Patel v Mehtab: QBD 1980

The question was whether the premises in question were in such a state as to be prejudicial to health, being injurious, or likely to cause injury, to health. The defects included dampness. Evidence was given by a self-employed public health advisor, who had previously been a senior public health inspector. He had inspected the premises and concluded that the premises were injurious to health. A serving environmental health officer for the local authority was also called. He stated that in his view the premises were close to being uninhabitable. He agreed that they were likely to be injurious to health. It was argued that medical evidence must be given only by somebody with medical qualifications.

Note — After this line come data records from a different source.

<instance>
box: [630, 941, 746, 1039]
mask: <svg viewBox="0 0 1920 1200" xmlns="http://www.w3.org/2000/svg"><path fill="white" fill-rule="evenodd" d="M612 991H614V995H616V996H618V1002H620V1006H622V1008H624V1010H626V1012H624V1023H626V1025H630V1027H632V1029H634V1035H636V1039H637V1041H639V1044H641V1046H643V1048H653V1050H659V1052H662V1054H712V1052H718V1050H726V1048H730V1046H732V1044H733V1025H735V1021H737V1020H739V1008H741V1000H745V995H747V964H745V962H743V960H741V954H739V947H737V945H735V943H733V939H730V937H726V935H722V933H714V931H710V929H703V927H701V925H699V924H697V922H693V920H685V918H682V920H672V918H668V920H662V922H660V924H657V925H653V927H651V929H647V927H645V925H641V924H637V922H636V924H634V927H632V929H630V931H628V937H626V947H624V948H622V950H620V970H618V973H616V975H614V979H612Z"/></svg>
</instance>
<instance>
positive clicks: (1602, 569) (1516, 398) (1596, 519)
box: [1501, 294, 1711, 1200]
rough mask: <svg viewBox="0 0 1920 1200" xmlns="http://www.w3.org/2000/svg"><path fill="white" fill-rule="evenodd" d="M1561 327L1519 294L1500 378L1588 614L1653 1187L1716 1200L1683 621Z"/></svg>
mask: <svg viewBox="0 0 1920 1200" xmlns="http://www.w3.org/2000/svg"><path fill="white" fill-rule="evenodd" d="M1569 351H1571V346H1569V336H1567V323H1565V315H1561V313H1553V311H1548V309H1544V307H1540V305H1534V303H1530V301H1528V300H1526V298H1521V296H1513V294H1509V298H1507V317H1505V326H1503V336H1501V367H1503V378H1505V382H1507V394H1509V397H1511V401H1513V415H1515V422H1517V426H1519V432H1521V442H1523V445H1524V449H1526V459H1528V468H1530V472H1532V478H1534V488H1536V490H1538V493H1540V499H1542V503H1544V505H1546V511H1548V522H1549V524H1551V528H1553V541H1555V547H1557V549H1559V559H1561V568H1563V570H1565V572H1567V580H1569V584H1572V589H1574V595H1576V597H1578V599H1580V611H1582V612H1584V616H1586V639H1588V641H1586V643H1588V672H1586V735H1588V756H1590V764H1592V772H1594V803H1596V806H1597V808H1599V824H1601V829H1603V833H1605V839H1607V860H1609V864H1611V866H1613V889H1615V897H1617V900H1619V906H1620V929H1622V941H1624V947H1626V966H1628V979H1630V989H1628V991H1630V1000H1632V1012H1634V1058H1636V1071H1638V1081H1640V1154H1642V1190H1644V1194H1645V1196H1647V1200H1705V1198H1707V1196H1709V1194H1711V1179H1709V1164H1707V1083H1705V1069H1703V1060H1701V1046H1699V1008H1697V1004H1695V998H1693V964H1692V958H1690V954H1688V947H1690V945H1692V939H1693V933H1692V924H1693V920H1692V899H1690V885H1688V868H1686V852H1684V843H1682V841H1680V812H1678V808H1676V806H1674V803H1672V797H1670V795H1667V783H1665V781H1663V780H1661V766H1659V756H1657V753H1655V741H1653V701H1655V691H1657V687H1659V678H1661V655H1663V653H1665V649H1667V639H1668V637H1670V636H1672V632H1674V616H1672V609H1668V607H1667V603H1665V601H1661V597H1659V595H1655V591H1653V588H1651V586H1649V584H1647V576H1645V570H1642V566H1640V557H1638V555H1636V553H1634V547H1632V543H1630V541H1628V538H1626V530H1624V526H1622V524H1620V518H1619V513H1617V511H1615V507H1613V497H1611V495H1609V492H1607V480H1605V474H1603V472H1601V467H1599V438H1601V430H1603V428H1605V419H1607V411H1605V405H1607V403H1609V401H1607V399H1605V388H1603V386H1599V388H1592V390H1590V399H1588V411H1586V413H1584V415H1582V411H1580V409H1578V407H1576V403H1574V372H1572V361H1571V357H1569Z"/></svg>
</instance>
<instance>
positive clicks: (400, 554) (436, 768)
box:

Held: Environmental health officers had appropriate qualifications and experience to give this sort of evidence. This was not a field in which magistrates were free to use their own experience to substitute evidence of such eperts.

Donaldson LJ, Hodgson J
[1980] 5 HLR 78
Public Health Act 1936
England and Wales
Cited by:
CitedLondon Borough of Southwark v Venette Simpson Admn 3-Nov-1998
It was not necessary for environmental health officers to possess medical qualifications to express opinion as to whether or not premises were prejudicial to health as defined by section 79(1)(a) of the Act. The council appealed a finding that . .
CitedLisa O’Toole v Knowsley Metropolitan Borough Council Admn 18-May-1999
The respondent appealed by way of case stated a finding that a house was in the condition of being a statutory nuisance. They said that no evidence had been brought with regard to the health of the occupants or of any potential threat to health.